Scotland counts the cost of winter potholes
Scotland's council's have spent tens of thousands in claims for compensation after the coldest winter for decades left the country's roads pitted with potholes.
Maintenance costs for repairs, gritting and snow ploughs also soared.
Aberdeenshire Council had one of the highest bills for maintenance, which shot up from £1.65m from November to March to £7.7m.
Hundreds of people claimed for injury and damage because of poor roads.
Glasgow spent £4m, almost double its usual bill of £2.5m on road maintenance and had double the number of compensation claims at 544.
Midlothian Council also saw its claims double to 75. East Lothian Council said it had already paid out £10,000 in compensation.
Edinburgh City Council said its road maintenance bill was more than £3m.
Transport convenor Gordon Mackenzie said lessons had been learned after what happened this winter and local authorities will be better prepared in future.
Scottish Borders Council said its bill was more than £4m and put the cost of permanent repairs at £8m.
Fife Council saw its bill increase by more than £2m with 159 claims for injuries or damaged vehicles caused by the bad weather.
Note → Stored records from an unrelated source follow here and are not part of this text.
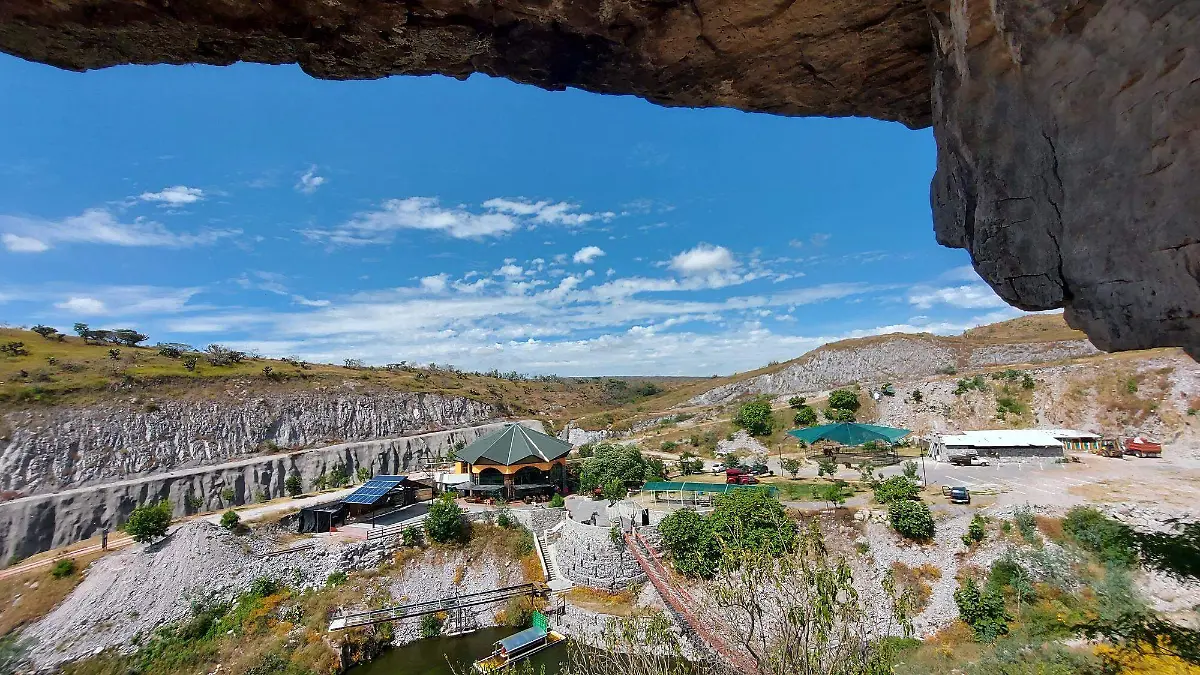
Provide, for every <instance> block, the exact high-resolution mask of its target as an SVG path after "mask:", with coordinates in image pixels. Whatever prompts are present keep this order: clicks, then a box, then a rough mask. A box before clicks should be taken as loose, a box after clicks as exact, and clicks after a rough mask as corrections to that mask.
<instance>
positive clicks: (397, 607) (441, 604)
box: [329, 584, 545, 632]
mask: <svg viewBox="0 0 1200 675" xmlns="http://www.w3.org/2000/svg"><path fill="white" fill-rule="evenodd" d="M544 592H545V587H544V586H542V585H540V584H521V585H517V586H505V587H503V589H494V590H492V591H482V592H479V593H467V595H462V596H451V597H448V598H442V599H437V601H428V602H421V603H410V604H402V605H397V607H390V608H386V609H372V610H368V611H355V613H350V614H343V615H341V616H336V617H334V620H332V621H331V622H330V625H329V631H330V632H334V631H346V629H347V628H355V627H359V626H371V625H373V623H383V622H385V621H400V620H401V619H412V617H414V616H425V615H426V614H437V613H439V611H444V613H448V614H452V613H454V611H456V610H460V609H463V608H468V607H475V605H481V604H488V603H496V602H503V601H506V599H509V598H516V597H521V596H536V595H542V593H544Z"/></svg>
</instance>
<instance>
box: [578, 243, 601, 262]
mask: <svg viewBox="0 0 1200 675" xmlns="http://www.w3.org/2000/svg"><path fill="white" fill-rule="evenodd" d="M604 255H605V252H604V249H601V247H600V246H584V247H582V249H580V250H578V251H575V256H572V257H571V259H572V261H575V262H576V263H581V264H586V265H589V264H592V262H593V261H595V259H596V258H599V257H600V256H604Z"/></svg>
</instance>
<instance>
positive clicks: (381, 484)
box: [343, 476, 404, 504]
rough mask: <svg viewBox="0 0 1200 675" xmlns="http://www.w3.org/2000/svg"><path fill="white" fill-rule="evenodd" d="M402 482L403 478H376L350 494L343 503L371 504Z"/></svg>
mask: <svg viewBox="0 0 1200 675" xmlns="http://www.w3.org/2000/svg"><path fill="white" fill-rule="evenodd" d="M403 482H404V477H403V476H376V477H374V478H372V479H370V480H367V482H366V483H364V484H362V486H361V488H359V489H358V490H354V491H353V492H350V496H348V497H346V498H344V500H343V502H346V503H348V504H373V503H376V502H377V501H379V500H380V498H382V497H383V496H384V495H386V494H388V492H390V491H392V490H395V489H396V486H397V485H400V484H401V483H403Z"/></svg>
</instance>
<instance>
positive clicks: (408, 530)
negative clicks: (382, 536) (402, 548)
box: [400, 525, 421, 548]
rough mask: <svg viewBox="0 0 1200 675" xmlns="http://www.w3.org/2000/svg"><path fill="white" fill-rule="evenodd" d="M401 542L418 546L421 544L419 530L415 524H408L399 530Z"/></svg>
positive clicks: (400, 542) (406, 544)
mask: <svg viewBox="0 0 1200 675" xmlns="http://www.w3.org/2000/svg"><path fill="white" fill-rule="evenodd" d="M400 539H401V542H400V543H401V544H402V545H406V546H409V548H412V546H419V545H421V531H420V530H418V528H416V527H415V526H413V525H409V526H408V527H404V528H403V530H401V531H400Z"/></svg>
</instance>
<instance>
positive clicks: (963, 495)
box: [942, 485, 971, 504]
mask: <svg viewBox="0 0 1200 675" xmlns="http://www.w3.org/2000/svg"><path fill="white" fill-rule="evenodd" d="M942 494H943V495H946V496H947V497H949V498H950V503H952V504H968V503H971V490H967V489H966V488H950V486H947V485H942Z"/></svg>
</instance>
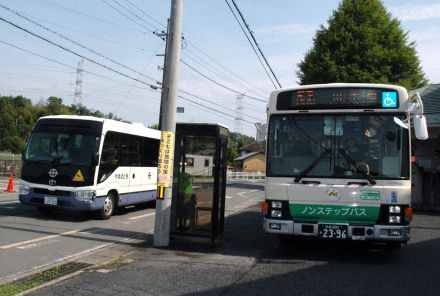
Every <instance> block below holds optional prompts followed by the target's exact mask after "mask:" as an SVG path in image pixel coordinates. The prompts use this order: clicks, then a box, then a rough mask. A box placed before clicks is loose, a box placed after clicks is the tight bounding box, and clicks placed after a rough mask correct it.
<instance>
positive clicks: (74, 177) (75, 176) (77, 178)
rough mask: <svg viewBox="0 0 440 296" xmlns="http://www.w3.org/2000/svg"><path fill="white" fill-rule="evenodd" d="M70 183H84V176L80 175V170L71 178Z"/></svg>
mask: <svg viewBox="0 0 440 296" xmlns="http://www.w3.org/2000/svg"><path fill="white" fill-rule="evenodd" d="M72 181H74V182H84V176H83V175H82V173H81V170H78V171H77V172H76V174H75V176H74V177H73V179H72Z"/></svg>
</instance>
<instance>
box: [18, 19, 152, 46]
mask: <svg viewBox="0 0 440 296" xmlns="http://www.w3.org/2000/svg"><path fill="white" fill-rule="evenodd" d="M22 14H24V15H26V16H28V17H31V18H33V19H35V20H38V21H40V22H45V23H48V24H51V25H53V26H56V27H58V28H62V29H65V30H69V31H71V32H75V33H78V34H81V35H85V36H88V37H91V38H94V39H99V40H102V41H105V42H108V43H112V44H116V45H119V46H123V47H127V48H132V49H137V50H141V51H147V52H150V50H146V49H145V48H142V47H138V46H134V45H131V44H127V43H123V42H119V41H116V40H111V39H107V38H104V37H101V36H97V35H93V34H89V33H86V32H82V31H79V30H75V29H72V28H69V27H66V26H63V25H60V24H57V23H54V22H51V21H48V20H45V19H40V18H37V17H35V16H31V15H29V14H25V13H22Z"/></svg>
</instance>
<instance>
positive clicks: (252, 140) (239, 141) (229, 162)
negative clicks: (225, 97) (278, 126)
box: [228, 132, 255, 165]
mask: <svg viewBox="0 0 440 296" xmlns="http://www.w3.org/2000/svg"><path fill="white" fill-rule="evenodd" d="M253 142H255V139H254V138H253V137H249V136H246V135H242V134H240V133H232V132H231V133H229V139H228V165H232V164H233V163H234V159H235V158H237V157H238V154H239V150H240V148H241V147H244V146H246V145H249V144H251V143H253Z"/></svg>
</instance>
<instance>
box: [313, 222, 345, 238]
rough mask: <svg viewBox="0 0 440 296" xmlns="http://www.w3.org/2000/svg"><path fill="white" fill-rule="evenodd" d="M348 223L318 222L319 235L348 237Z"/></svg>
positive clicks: (323, 236) (335, 236) (332, 236)
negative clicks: (342, 223) (347, 226)
mask: <svg viewBox="0 0 440 296" xmlns="http://www.w3.org/2000/svg"><path fill="white" fill-rule="evenodd" d="M347 234H348V227H347V225H332V224H318V236H319V237H322V238H331V239H346V238H347V236H348V235H347Z"/></svg>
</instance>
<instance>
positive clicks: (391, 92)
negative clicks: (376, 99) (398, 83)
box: [382, 91, 397, 108]
mask: <svg viewBox="0 0 440 296" xmlns="http://www.w3.org/2000/svg"><path fill="white" fill-rule="evenodd" d="M382 107H383V108H397V93H396V92H395V91H384V92H383V93H382Z"/></svg>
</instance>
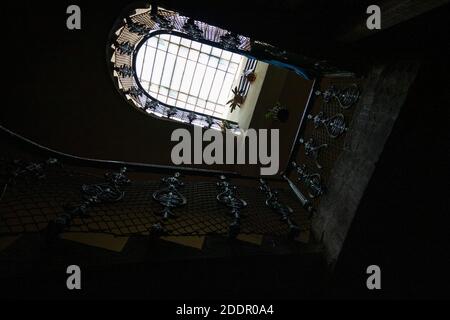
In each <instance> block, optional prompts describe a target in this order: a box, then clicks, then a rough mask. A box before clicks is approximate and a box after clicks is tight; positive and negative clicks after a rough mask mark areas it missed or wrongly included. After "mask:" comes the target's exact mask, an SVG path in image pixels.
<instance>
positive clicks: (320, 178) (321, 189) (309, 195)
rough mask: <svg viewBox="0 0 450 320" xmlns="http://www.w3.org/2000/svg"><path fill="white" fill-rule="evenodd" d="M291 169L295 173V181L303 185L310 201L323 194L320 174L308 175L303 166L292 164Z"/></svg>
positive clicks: (314, 173) (295, 163)
mask: <svg viewBox="0 0 450 320" xmlns="http://www.w3.org/2000/svg"><path fill="white" fill-rule="evenodd" d="M292 167H293V168H294V169H295V170H296V171H297V175H298V177H297V180H298V181H300V182H303V183H304V185H305V186H306V189H307V190H308V195H309V197H310V198H311V199H314V198H317V197H319V196H321V195H322V194H323V193H324V192H325V187H324V186H323V185H322V178H321V177H320V174H318V173H309V172H308V171H307V169H306V166H305V165H304V164H303V165H298V164H297V163H295V162H293V163H292Z"/></svg>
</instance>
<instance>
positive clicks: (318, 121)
mask: <svg viewBox="0 0 450 320" xmlns="http://www.w3.org/2000/svg"><path fill="white" fill-rule="evenodd" d="M308 119H309V120H312V121H313V123H314V127H315V128H316V129H317V128H320V127H321V126H323V127H325V129H326V131H327V133H328V135H329V136H330V137H331V138H333V139H335V138H337V137H339V136H340V135H342V134H343V133H344V132H346V131H348V128H347V127H346V123H345V118H344V115H343V114H342V113H338V114H336V115H334V116H332V117H329V118H327V117H326V116H325V114H324V113H323V111H321V112H319V113H318V114H317V115H315V116H312V115H308Z"/></svg>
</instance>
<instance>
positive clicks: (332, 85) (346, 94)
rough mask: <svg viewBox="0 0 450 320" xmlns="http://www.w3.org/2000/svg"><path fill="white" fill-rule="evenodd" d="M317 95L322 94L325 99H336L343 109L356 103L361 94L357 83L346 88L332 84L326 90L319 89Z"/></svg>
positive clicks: (317, 92)
mask: <svg viewBox="0 0 450 320" xmlns="http://www.w3.org/2000/svg"><path fill="white" fill-rule="evenodd" d="M315 93H316V96H322V99H323V101H325V102H326V103H328V102H330V101H331V99H335V100H336V101H337V102H338V103H339V106H340V107H341V108H342V109H348V108H350V107H351V106H352V105H354V104H355V103H356V102H357V101H358V99H359V95H360V91H359V88H358V86H357V85H356V84H352V85H350V86H349V87H347V88H345V89H338V88H336V87H335V86H334V85H331V86H330V87H329V88H327V89H326V90H325V91H320V90H317V91H316V92H315Z"/></svg>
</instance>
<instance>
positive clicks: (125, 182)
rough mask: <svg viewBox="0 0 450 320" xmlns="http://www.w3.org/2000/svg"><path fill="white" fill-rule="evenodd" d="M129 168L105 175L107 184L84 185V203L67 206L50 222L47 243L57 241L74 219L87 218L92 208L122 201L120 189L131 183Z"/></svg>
mask: <svg viewBox="0 0 450 320" xmlns="http://www.w3.org/2000/svg"><path fill="white" fill-rule="evenodd" d="M126 172H127V168H126V167H123V168H121V169H120V171H119V172H109V173H106V174H105V180H106V182H105V183H98V184H92V185H86V184H84V185H82V186H81V192H82V198H83V201H82V202H81V204H79V205H78V206H65V207H64V212H63V213H61V214H59V215H58V216H57V217H56V218H55V220H54V221H51V222H49V224H48V226H47V230H46V237H47V241H53V240H55V239H56V238H57V237H58V235H59V234H60V233H61V232H63V231H64V229H65V228H67V227H69V226H70V224H71V223H72V220H73V218H74V217H76V216H79V217H86V216H88V211H89V209H90V208H91V207H93V206H95V205H98V204H103V203H114V202H118V201H121V200H122V199H123V198H124V196H125V192H124V191H122V190H121V189H120V187H122V186H124V185H127V184H129V183H130V180H129V179H128V178H127V176H126Z"/></svg>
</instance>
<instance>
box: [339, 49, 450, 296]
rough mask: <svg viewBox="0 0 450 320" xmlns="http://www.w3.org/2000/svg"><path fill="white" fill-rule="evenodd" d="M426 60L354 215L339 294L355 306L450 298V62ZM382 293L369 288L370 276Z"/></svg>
mask: <svg viewBox="0 0 450 320" xmlns="http://www.w3.org/2000/svg"><path fill="white" fill-rule="evenodd" d="M441 54H442V52H440V51H438V52H434V53H431V54H429V55H428V56H426V57H424V60H423V64H422V66H421V68H420V70H419V73H418V76H417V78H416V80H415V82H414V83H413V85H412V87H411V88H410V91H409V94H408V97H407V100H406V102H405V105H404V106H403V108H402V110H401V112H400V115H399V117H398V119H397V121H396V123H395V125H394V128H393V131H392V133H391V135H390V138H389V140H388V142H387V144H386V145H385V148H384V151H383V153H382V155H381V157H380V159H379V161H378V163H377V167H376V169H375V172H374V174H373V176H372V179H371V181H370V183H369V185H368V187H367V190H366V192H365V194H364V196H363V198H362V200H361V203H360V205H359V208H358V210H357V212H356V215H355V218H354V220H353V223H352V226H351V228H350V231H349V233H348V235H347V239H346V241H345V243H344V247H343V250H342V252H341V256H340V259H339V261H338V264H337V265H336V277H335V283H334V289H335V291H334V293H335V295H336V296H337V297H341V298H342V297H353V298H373V297H380V298H381V297H384V298H385V297H390V298H436V297H440V298H443V297H447V298H448V297H449V296H450V295H449V291H448V284H449V283H450V282H449V276H448V270H449V266H450V254H449V252H450V248H449V244H450V241H449V239H448V234H449V232H448V226H449V216H448V213H449V201H448V199H449V198H448V181H447V179H448V176H449V160H448V141H449V134H448V119H449V112H448V106H449V102H450V96H449V90H448V71H449V68H448V61H447V57H445V56H442V55H441ZM372 264H376V265H379V266H380V267H381V271H382V278H381V279H382V280H381V281H382V290H381V291H379V292H369V291H368V290H367V288H366V279H367V277H368V276H367V275H366V273H365V272H366V268H367V267H368V266H369V265H372Z"/></svg>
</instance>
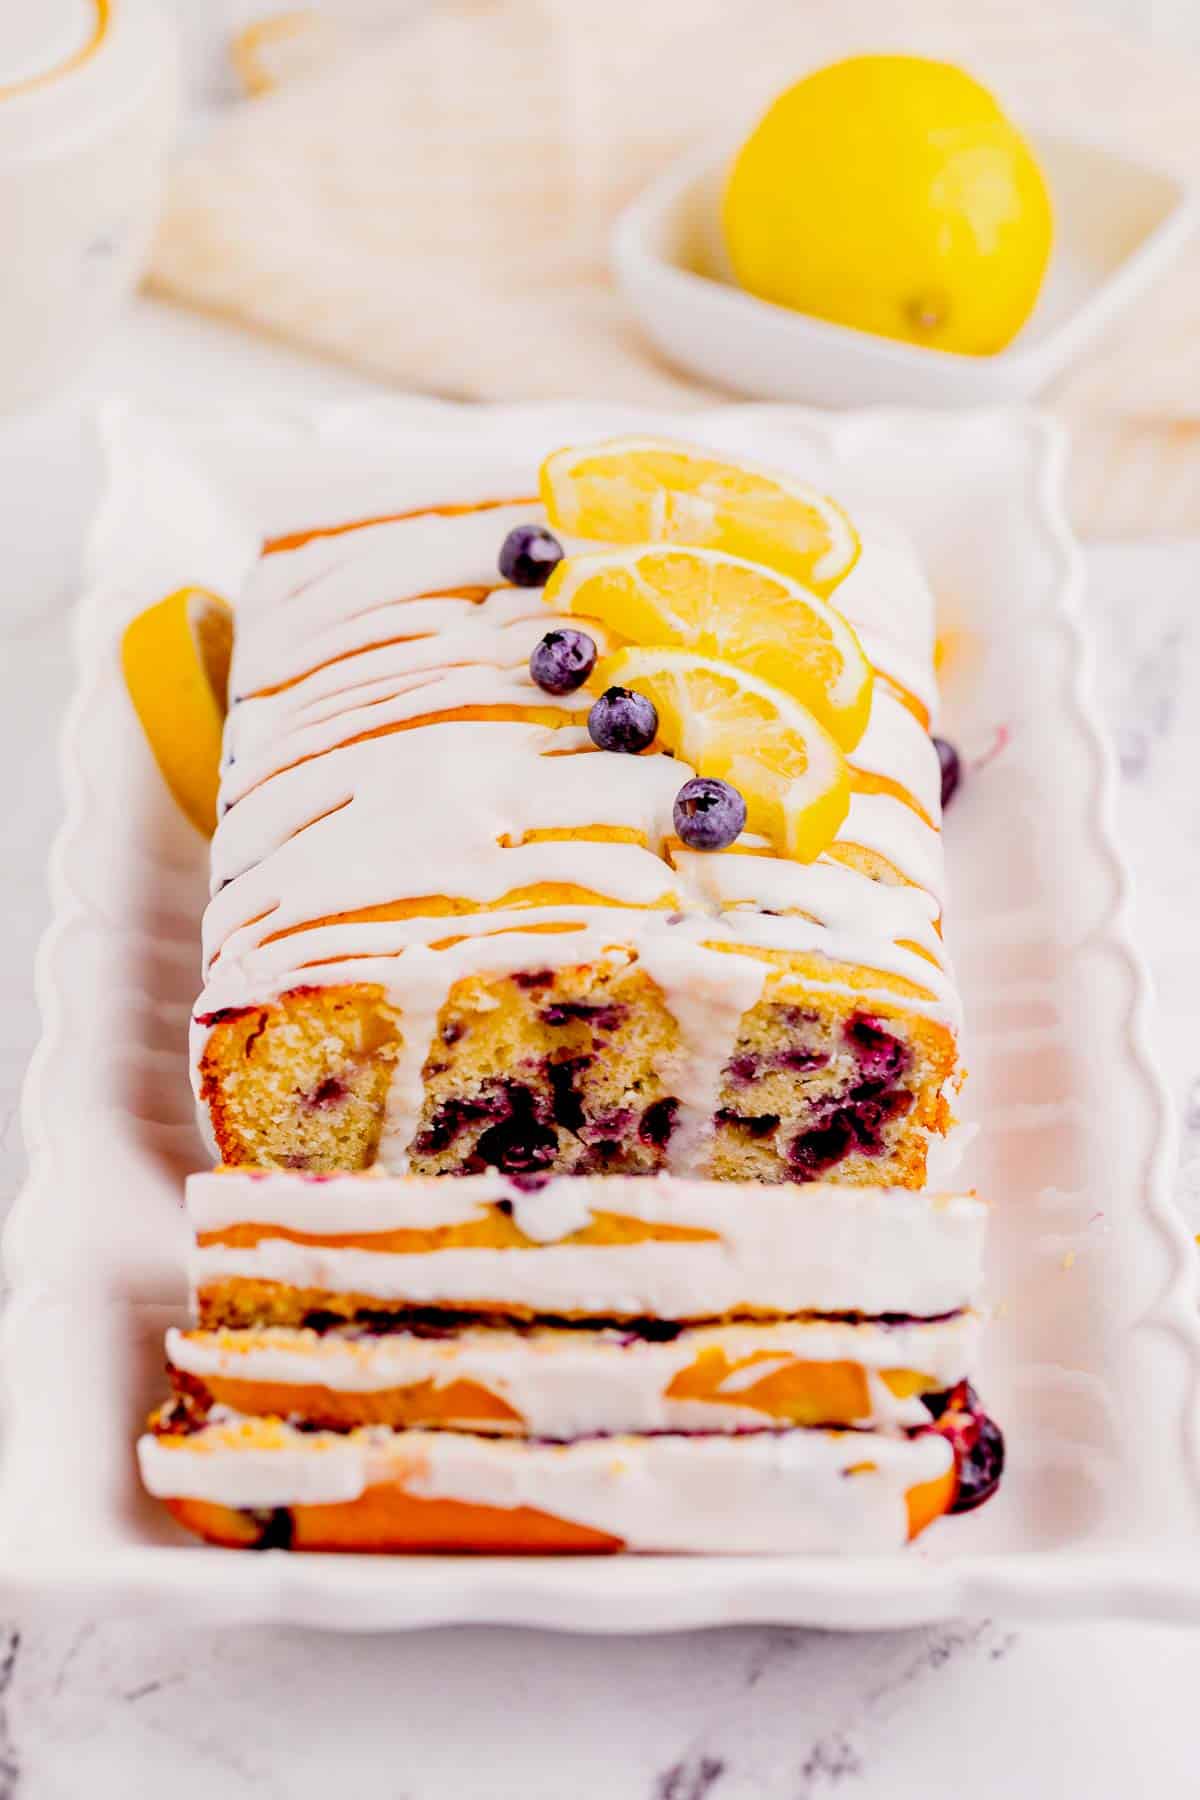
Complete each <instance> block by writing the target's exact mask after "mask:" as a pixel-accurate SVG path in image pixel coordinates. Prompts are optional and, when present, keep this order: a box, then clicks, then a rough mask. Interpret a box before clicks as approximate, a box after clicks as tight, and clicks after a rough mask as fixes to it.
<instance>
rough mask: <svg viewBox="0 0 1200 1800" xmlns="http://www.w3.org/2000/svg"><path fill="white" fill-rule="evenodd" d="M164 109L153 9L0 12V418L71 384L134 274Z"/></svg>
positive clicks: (141, 248) (98, 3) (161, 33)
mask: <svg viewBox="0 0 1200 1800" xmlns="http://www.w3.org/2000/svg"><path fill="white" fill-rule="evenodd" d="M175 110H176V68H175V47H173V38H171V31H169V25H167V20H166V14H164V11H162V9H160V7H158V5H157V4H155V0H9V4H7V5H4V7H0V239H2V241H4V243H5V245H7V247H9V248H11V254H13V263H11V270H9V274H7V277H5V281H4V284H0V410H7V409H9V407H23V405H29V403H31V401H34V400H38V398H41V396H43V394H45V392H49V391H50V389H52V387H56V385H58V383H61V382H65V380H67V378H68V376H72V374H74V373H76V369H77V365H79V364H81V362H83V360H85V356H86V353H88V351H90V349H92V346H94V344H97V342H99V338H101V335H103V331H104V328H106V326H108V322H110V320H112V317H113V315H115V311H117V306H119V304H121V301H122V299H124V297H126V293H128V292H130V288H131V286H133V283H135V281H137V277H139V275H140V272H142V265H144V263H146V256H148V252H149V238H151V230H153V225H155V218H157V212H158V203H160V198H162V185H164V176H166V160H167V148H169V142H171V128H173V124H175Z"/></svg>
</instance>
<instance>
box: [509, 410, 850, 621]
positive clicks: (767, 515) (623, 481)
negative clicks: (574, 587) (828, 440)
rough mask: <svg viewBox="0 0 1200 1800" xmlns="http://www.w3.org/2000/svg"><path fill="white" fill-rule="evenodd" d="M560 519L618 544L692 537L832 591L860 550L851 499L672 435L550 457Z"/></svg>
mask: <svg viewBox="0 0 1200 1800" xmlns="http://www.w3.org/2000/svg"><path fill="white" fill-rule="evenodd" d="M538 481H540V491H542V500H543V502H545V509H547V513H549V518H551V524H552V526H556V527H558V529H560V531H569V533H574V535H576V536H581V538H601V540H603V542H608V544H687V545H693V547H694V549H714V551H727V553H729V554H730V556H745V558H747V560H748V562H757V563H765V565H766V567H768V569H777V571H779V572H781V574H788V576H792V578H793V580H797V581H804V585H806V587H811V589H813V590H815V592H817V594H829V592H831V589H835V587H837V583H838V581H840V580H844V576H846V574H849V571H851V569H853V565H855V562H856V558H858V533H856V531H855V527H853V524H851V522H849V518H847V517H846V513H844V511H842V508H840V506H838V504H837V502H835V500H831V499H828V495H824V493H819V491H817V490H815V488H810V486H806V484H804V482H801V481H795V479H793V477H792V475H788V473H781V472H777V470H766V468H757V466H756V464H752V463H730V461H725V459H723V457H720V455H718V454H716V452H712V450H703V448H698V446H696V445H684V443H671V441H669V439H666V437H612V439H608V441H606V443H597V445H583V446H569V448H565V450H556V452H554V454H552V455H549V457H547V459H545V463H543V464H542V473H540V479H538Z"/></svg>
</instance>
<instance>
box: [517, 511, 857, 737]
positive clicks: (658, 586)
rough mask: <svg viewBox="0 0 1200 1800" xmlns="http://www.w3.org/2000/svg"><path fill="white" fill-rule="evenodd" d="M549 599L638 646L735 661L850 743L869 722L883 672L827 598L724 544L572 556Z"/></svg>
mask: <svg viewBox="0 0 1200 1800" xmlns="http://www.w3.org/2000/svg"><path fill="white" fill-rule="evenodd" d="M545 598H547V601H549V605H551V607H556V608H558V610H560V612H567V614H576V616H579V614H583V616H587V617H590V619H599V621H601V623H603V625H606V626H608V628H610V630H612V632H615V634H617V635H619V637H624V639H628V641H630V643H633V644H671V646H680V648H685V650H696V652H700V655H705V657H720V659H721V661H723V662H734V664H736V666H738V668H739V670H747V673H750V675H759V677H761V679H763V680H770V682H774V684H775V686H777V688H783V689H784V693H790V695H792V697H793V698H795V700H802V702H804V706H806V707H808V709H810V711H811V713H815V715H817V718H819V720H820V724H822V725H826V727H828V731H831V733H833V736H835V738H837V740H838V743H840V745H842V749H844V751H853V749H855V745H856V743H858V740H860V738H862V734H864V731H865V729H867V715H869V713H871V688H873V682H874V675H873V671H871V664H869V662H867V659H865V657H864V653H862V646H860V643H858V639H856V635H855V632H853V630H851V626H849V625H847V623H846V619H844V617H842V614H840V612H837V610H835V608H833V607H831V605H829V603H828V601H826V599H822V598H820V596H819V594H813V592H811V589H806V587H801V583H799V581H792V580H788V576H783V574H772V571H768V569H763V567H761V565H759V563H750V562H745V560H743V558H741V556H727V554H725V553H723V551H698V549H664V547H660V545H640V547H637V549H628V551H624V549H622V551H599V553H596V554H588V556H569V558H567V560H565V562H561V563H560V565H558V569H556V571H554V574H552V576H551V580H549V583H547V589H545Z"/></svg>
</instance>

Thirteen of those were settled.
Renfrewshire Council received just under 200 claims for damage to vehicles during the cold snap. Thirty-eight of those were settled at a cost of more than £5,000.
Angus Council put its bill at just under £3m. It had 129 claims, seven of which were paid out a cost of just under £1,000.
Twenty-six councils were questioned by the Press Association between May and June this year. They discounted introducing a "snow-levy" tax to help pay for additional cost of the harsh winter.